# Gentoo on Dell Inspiron Mini 10v?

## t3k0

Hi.

I'm planning to buy a netbook and wanted to ask you about your experiences running Gentoo on it.

In the internet I found the Dell Inspiron Mini 10v. It has an Intel Atom N270 processor, an Intel Graphic Media Accelerator 950, and 1GB RAM.

What performance can I expect with this netbook? Are videos (non-HD), flashvideos, old games (quake3) running fluently? What about compile times to build the systems? Are they acceptable?

I don't expect high-end games to run. My main applications are office, internet/email, (flash-)videos. Is the hardware sufficient?

Please tell me about your experiences.

Regards

t3k0

----------

## markisthejob

My last computer had an older intel card than that and 512 ram and went with no problems for me.No video problems and KDE's desktop effects ran smoothly.Saying that, I do notice compile times are faster on my new pc.

----------

## t3k0

What processor did you use? The Intel Atom N270 doesn't seem to be the fastest.

I read in a lot of forums about people having problems with youtube-videos. But I didn't find out whether these people had a bad setup or whether the combination of N270 + GMA 950 is too slow.

What experiences did Asus eee 1000 users make? It should be the same hardware.

----------

## markisthejob

It was a pentium 4.I dont remember the spec.Sorry I have no experience running gentoo with the atom processor.

----------

## pigeon768

I have an eeepc with a n270, using it right now in fact, with kde4. Runs fine. Compiles slow, of course, but it's fine for kde4 and firefox and 2d games.

I've upgraded  to 2g of RAM, but  the CPU is fine.

----------

## uhai

I'm planning to buy a Mini 10v too. But I'm not sure about the harddisk. 

Is the 160 GB S-ATA or the 16 GB SSD the better choice? 16 GB seems to be small...

What do you think?

uhai

----------

## eccerr0r

I have an eeePC with an n270 (900A).  At first I had it running at half speed, and a lot of things were really of anemic.  Running at full 1.6GHz speed it's comparable to a P3-1.3GHz.  Still takes a while to compile but I found that most CNN videos play almost fine, and many youtube videos play just fine.

I was trying to run WoW through WiFi NFS.  It did not run very well at all.  This could have also been at half speed, but I don't think it mattered that much.
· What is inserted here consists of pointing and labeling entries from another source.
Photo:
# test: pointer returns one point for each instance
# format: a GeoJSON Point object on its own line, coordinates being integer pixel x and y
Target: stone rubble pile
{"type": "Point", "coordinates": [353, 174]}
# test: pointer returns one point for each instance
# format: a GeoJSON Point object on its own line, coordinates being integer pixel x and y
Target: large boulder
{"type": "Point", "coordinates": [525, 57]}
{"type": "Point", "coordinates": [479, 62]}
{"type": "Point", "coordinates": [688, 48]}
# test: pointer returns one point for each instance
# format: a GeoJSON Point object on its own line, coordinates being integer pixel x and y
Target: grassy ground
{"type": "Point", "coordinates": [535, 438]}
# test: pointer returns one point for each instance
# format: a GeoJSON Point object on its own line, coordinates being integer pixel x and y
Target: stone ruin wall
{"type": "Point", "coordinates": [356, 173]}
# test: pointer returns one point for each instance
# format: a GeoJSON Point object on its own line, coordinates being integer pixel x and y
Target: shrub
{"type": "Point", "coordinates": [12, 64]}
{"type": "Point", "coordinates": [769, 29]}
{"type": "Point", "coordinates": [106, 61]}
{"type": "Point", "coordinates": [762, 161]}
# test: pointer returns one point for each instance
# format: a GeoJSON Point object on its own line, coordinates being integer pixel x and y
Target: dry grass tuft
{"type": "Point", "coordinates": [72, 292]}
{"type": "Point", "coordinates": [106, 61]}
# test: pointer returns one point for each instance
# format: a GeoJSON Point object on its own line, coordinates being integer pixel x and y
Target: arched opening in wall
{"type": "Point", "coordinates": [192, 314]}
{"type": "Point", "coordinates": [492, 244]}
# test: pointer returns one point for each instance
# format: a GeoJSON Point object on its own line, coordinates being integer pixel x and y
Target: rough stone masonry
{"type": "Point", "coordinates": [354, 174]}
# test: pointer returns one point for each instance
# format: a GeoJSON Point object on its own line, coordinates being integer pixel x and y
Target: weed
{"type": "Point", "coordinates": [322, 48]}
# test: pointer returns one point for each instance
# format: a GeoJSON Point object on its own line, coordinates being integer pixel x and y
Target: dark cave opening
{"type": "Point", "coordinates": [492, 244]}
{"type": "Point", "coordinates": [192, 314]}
I have the 4G disk.  I don't store any data on my eee, so it's fine.  However if you want to emerge and self-host Gentoo, 4GB is way too little I think, probably better off with a normal disk.  I'm currently running eeebuntu on it, as I would rather it self-host updates, which is kind of impossible with a 4G disk with portage the way it is (I wish it were possible for portage to have a compressed binary archive overlay mode so there's one file that contains all of the ebuilds in it, instead of distributing amongst a zillion files...)

----------

## cach0rr0

 *uhai wrote:*   

> 16 GB seems to be small...
> 
> 

 

It is for most systems, but consider the purpose of a netbook - it is not media storage. 

I can only speak on personal preference here, but I would opt for the 16GB SSD for the performance gain in disk I/O. 

If I need to bring heaps of storage along with me, I can use a USB external drive, or even an iPod, for storing my media. I know a lot of people use their 80GB ipods for storage - bring that along with you, use it for storage; it's small enough to be portable, but has plenty of storage space for a decent amount of media, as well it should mount just as a normal external hard drive would.

----------

## uhai

@cach0rr0:

Thanks for your post - I got the mini10v now with an 8 Gb stick as home. That's it, I can work everywhere. No trouble with storage.

uhai

----------